Lisbon apartment prices rose 11.4 percent in the second quarter of 2026 compared with the same period last year, according to data compiled by the Portuguese Association of Real Estate Professionals and Brokers (APEMIP) and cross-referenced with listings aggregator Idealista Portugal. The median asking price for a residential unit in the municipality now sits at €5,340 per square metre — up from €4,795 in Q2 2025 and well above the €3,900 recorded in Q2 2023.
The timing matters. Portugal's Golden Visa programme, stripped of its residential property route in October 2023, was widely expected to cool demand from non-EU investors. Instead, a surge in high-income remote workers relocating from northern Europe — particularly from Germany and the Netherlands — has more than filled the gap. Add a chronic shortage of new supply inside the municipal boundary, where construction licensing approvals fell 18 percent in 2025 according to Instituto Nacional de Estatística figures, and the conditions for sustained price pressure are firmly in place.
Where Prices Are Moving Fastest
Príncipe Real remains the benchmark neighbourhood for premium stock. A renovated two-bedroom apartment on Rua Dom Pedro V changed hands in May for €1.27 million, or roughly €7,100 per square metre — a price that would have seemed extraordinary three years ago. Agents working the Mouraria corridor, historically one of the city's more affordable inner districts, report that T2 units are now routinely listed above €4,600 per square metre, a jump of nearly 14 percent on Q2 2025 asking prices.
The Avenidas Novas district, long favoured by Portuguese professional families and corporate lets, has seen its quarterly growth rate accelerate to 9.2 percent against the same quarter last year — slower than Mouraria but significant given its larger transaction volume. Across the Tagus, Almada's Monte de Caparica seafront, technically outside the Lisbon municipality, is acting as a pressure-release valve: prices there rose 7.8 percent year-on-year but remain around €2,900 per square metre, attracting buyers priced out of the capital.
The rental side is equally pressured. The Lisbon municipal council's Renda Acessível programme, which subsidises affordable private rentals, has a waiting list of more than 4,200 households as of June 2026 — roughly double the figure recorded when the scheme launched. Average monthly rent for a T2 in Arroios hit €1,780 in June, up from €1,540 a year earlier, squeezing tenants who earn median Portuguese wages of approximately €1,450 net per month.
What Buyers and Sellers Should Expect This Autumn
Several factors will shape the market through the end of 2026. Portugal's Banco de Portugal held its independent stress-test rate steady in June, but the European Central Bank's two cuts since January — bringing the main refinancing rate to 2.25 percent — have already pushed 30-year fixed mortgage rates below 3.1 percent at several Portuguese lenders, including Caixa Geral de Depósitos. Cheaper credit is feeding demand at exactly the moment supply constraints are most acute.

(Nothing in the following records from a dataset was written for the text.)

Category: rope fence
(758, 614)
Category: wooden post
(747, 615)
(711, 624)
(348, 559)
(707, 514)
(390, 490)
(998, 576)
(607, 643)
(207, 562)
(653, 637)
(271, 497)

APEMIP analysts flagged in their June bulletin that new housing completions within the Lisbon ring road are unlikely to exceed 2,800 units for the full year 2026, against estimated annual household formation of around 6,500. That gap does not close overnight. For buyers, the practical implication is straightforward: waiting for a meaningful correction requires a catalyst — a sharp ECB rate reversal, a serious Portuguese fiscal shock, or a sudden retreat of international demand — that is not visible in current data.
For sellers, the second half of the year historically sees thinner transaction volumes as August empties the city, but prices rarely retreat during the summer lull. The more relevant question is whether the 11.4 percent annual growth rate can sustain itself into Q3. At current trajectory, analysts at Savills Portugal estimate year-end median prices could breach €5,600 per square metre — which would make Lisbon residential property more expensive per square metre than Madrid for the first time on record.